Bug 225356

Summary: Kate does not remember recently opened files.
Product: [Applications] kate Reporter: Teunizz <teuniz>
Component: generalAssignee: KWrite Developers <kwrite-bugs-null>
Status: RESOLVED DUPLICATE    
Severity: normal CC: teuniz
Priority: NOR    
Version: unspecified   
Target Milestone: ---   
Platform: openSUSE   
OS: Linux   
Latest Commit: Version Fixed In:

Description Teunizz 2010-02-03 09:31:09 UTC
Version:           3.3.1 (using KDE 4.3.1)
OS:                Linux
Installed from:    openSUSE RPMs

After opening a file, you see the name of the file in File -> Open Recent.
After closing Kate and starting Kate again, the recent file list is empty (check File -> Open Recent).
Comment 1 Andreas Pakulat 2010-02-03 11:06:16 UTC
This works just fine as long as you set kate to re-open the last-used session upon start. If you set kate up to always start with an empty session you'll always have an empty list there as the list of recently-opened files is stored in the session.
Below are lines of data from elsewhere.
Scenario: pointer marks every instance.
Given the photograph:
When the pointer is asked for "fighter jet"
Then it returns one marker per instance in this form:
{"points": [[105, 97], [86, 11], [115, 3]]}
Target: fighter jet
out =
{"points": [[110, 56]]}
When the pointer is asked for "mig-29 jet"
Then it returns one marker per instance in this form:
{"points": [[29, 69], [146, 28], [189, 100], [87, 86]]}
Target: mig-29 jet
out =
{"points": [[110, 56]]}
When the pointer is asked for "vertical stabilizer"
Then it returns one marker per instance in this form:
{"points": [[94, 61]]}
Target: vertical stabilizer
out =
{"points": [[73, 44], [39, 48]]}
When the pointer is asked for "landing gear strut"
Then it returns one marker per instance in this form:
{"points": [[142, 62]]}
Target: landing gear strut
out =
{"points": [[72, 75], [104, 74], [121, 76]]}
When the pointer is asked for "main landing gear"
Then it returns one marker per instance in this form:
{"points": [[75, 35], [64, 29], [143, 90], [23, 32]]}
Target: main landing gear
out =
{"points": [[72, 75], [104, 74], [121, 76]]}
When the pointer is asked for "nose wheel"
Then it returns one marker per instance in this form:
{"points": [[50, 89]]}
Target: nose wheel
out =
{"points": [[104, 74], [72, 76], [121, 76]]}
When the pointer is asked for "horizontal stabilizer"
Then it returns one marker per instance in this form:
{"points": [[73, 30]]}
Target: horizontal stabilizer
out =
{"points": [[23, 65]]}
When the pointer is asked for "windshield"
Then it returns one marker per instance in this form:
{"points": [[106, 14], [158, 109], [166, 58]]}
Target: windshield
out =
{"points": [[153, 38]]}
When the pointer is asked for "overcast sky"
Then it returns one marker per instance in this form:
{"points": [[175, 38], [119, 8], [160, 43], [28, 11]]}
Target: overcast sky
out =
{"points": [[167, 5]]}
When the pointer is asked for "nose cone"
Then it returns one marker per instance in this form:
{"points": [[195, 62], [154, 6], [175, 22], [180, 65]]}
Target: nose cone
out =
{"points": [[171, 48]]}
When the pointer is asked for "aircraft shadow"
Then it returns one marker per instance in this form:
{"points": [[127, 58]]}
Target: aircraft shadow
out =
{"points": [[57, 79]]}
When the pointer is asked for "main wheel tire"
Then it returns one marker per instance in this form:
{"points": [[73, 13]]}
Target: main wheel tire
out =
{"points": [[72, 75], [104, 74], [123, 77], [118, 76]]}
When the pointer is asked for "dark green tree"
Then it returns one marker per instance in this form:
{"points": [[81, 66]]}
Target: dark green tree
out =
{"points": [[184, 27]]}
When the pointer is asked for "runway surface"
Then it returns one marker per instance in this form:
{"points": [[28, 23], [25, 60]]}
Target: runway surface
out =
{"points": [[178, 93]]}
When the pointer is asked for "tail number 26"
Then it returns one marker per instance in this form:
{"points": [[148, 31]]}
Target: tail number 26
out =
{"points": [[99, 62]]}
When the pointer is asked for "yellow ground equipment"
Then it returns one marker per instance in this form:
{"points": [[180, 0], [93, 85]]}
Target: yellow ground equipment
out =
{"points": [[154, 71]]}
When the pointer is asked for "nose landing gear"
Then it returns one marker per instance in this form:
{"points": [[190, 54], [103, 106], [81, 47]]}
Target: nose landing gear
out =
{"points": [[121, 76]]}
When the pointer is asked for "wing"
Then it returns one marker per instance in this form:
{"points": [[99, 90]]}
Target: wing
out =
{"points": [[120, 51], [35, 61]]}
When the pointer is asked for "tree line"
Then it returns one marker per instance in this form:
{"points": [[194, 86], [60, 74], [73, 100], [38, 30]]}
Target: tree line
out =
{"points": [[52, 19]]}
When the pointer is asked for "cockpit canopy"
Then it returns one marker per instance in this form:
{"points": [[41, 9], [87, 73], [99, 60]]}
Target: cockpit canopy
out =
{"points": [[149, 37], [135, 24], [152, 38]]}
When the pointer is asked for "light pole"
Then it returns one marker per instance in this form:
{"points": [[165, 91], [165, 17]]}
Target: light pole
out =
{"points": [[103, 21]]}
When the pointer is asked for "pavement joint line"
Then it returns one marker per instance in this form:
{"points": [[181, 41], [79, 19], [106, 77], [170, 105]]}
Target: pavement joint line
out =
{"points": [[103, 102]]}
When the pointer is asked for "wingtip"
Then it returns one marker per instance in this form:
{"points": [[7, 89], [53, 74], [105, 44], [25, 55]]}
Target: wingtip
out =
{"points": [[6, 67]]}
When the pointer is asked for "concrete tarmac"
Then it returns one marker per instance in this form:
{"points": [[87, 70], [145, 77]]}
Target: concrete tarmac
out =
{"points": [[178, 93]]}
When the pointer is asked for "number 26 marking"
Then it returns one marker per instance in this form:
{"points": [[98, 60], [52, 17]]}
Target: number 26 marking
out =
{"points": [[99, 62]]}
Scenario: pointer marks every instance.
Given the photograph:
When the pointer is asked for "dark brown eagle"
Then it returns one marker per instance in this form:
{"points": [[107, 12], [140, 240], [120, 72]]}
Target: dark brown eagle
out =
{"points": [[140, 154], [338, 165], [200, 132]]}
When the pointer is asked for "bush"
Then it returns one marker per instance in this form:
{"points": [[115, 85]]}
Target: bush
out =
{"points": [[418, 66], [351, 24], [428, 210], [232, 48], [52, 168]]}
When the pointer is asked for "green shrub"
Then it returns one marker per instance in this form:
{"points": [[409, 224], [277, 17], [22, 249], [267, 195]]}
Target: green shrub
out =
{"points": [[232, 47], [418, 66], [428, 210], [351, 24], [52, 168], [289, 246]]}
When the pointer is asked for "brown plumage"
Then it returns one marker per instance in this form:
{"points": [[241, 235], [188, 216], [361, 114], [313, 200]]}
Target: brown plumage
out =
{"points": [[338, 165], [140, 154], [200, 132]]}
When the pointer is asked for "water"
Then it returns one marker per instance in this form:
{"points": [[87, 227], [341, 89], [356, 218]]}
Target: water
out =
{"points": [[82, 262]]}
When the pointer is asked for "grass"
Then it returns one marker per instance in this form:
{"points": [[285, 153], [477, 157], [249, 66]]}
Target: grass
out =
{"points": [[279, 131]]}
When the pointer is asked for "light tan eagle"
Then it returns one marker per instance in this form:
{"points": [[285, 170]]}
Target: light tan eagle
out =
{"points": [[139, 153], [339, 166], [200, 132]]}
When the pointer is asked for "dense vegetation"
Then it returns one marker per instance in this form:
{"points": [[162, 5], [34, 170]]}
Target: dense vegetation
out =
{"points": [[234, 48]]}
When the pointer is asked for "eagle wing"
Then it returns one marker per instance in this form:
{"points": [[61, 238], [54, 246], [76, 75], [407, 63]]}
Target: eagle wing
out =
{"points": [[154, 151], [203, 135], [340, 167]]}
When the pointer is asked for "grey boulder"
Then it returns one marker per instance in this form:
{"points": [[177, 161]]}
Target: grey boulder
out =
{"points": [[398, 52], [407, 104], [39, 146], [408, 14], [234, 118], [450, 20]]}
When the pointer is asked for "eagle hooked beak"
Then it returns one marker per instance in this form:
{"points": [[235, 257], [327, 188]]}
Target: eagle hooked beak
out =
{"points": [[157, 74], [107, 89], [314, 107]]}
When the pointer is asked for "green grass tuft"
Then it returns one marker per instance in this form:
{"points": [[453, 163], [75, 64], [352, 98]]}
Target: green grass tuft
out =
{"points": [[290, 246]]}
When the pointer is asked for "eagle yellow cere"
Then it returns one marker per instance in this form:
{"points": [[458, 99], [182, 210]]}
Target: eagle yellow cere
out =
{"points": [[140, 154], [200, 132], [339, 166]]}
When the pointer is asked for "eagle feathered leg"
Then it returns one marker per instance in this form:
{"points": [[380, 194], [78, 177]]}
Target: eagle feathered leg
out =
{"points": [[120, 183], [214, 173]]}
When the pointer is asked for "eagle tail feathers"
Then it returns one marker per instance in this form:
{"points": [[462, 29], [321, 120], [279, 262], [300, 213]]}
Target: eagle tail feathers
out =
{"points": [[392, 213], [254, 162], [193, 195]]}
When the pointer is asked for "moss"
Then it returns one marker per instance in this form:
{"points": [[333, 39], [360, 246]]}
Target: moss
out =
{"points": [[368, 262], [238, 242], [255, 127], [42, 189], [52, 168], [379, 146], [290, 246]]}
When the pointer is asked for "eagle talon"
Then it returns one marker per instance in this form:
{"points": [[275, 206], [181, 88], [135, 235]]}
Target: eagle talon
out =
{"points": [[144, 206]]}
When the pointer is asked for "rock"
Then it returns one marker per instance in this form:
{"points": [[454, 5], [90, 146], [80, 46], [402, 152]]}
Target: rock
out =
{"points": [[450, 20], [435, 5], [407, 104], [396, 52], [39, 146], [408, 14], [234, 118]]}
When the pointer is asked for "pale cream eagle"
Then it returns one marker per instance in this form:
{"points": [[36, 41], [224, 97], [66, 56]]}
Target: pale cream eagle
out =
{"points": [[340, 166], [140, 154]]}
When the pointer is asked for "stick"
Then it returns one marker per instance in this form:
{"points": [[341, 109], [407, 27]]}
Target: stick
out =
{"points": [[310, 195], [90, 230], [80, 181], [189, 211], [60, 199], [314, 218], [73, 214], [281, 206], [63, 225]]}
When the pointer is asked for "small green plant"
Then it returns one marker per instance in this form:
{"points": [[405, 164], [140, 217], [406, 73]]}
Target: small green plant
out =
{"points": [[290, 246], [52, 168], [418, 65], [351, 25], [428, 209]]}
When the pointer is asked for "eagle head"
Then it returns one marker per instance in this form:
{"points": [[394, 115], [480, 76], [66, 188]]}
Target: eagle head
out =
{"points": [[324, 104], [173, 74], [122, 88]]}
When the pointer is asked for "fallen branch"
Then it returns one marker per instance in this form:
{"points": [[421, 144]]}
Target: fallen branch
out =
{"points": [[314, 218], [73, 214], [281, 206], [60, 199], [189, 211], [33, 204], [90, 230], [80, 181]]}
There's a wish open to change that, closing as dupe of that one.

*** This bug has been marked as a duplicate of bug 182759 ***
Comment 2 Teunizz 2010-02-03 12:22:38 UTC
Thanks Andreas for your comment.

There is a problem with your solution. After I set set kate to re-open the last-used session upon start, it opens all the files which were opened at the time I quited Kated. That is not what I want.

What I want is that Kate starts without opening a file and with the recent files present. how do I do that?
Comment 3 Andreas Pakulat 2010-02-03 16:32:09 UTC
(In reply to comment #2)
> Thanks Andreas for your comment.
> 
> There is a problem with your solution. After I set set kate to re-open the
> last-used session upon start, it opens all the files which were opened at the
> time I quited Kated. That is not what I want.
> 
> What I want is that Kate starts without opening a file and with the recent
> files present. how do I do that?

Then you'll either have to remember closing all documents before exiting from kate or wait until 182759 is implemented. There's no other way to achieve what you want.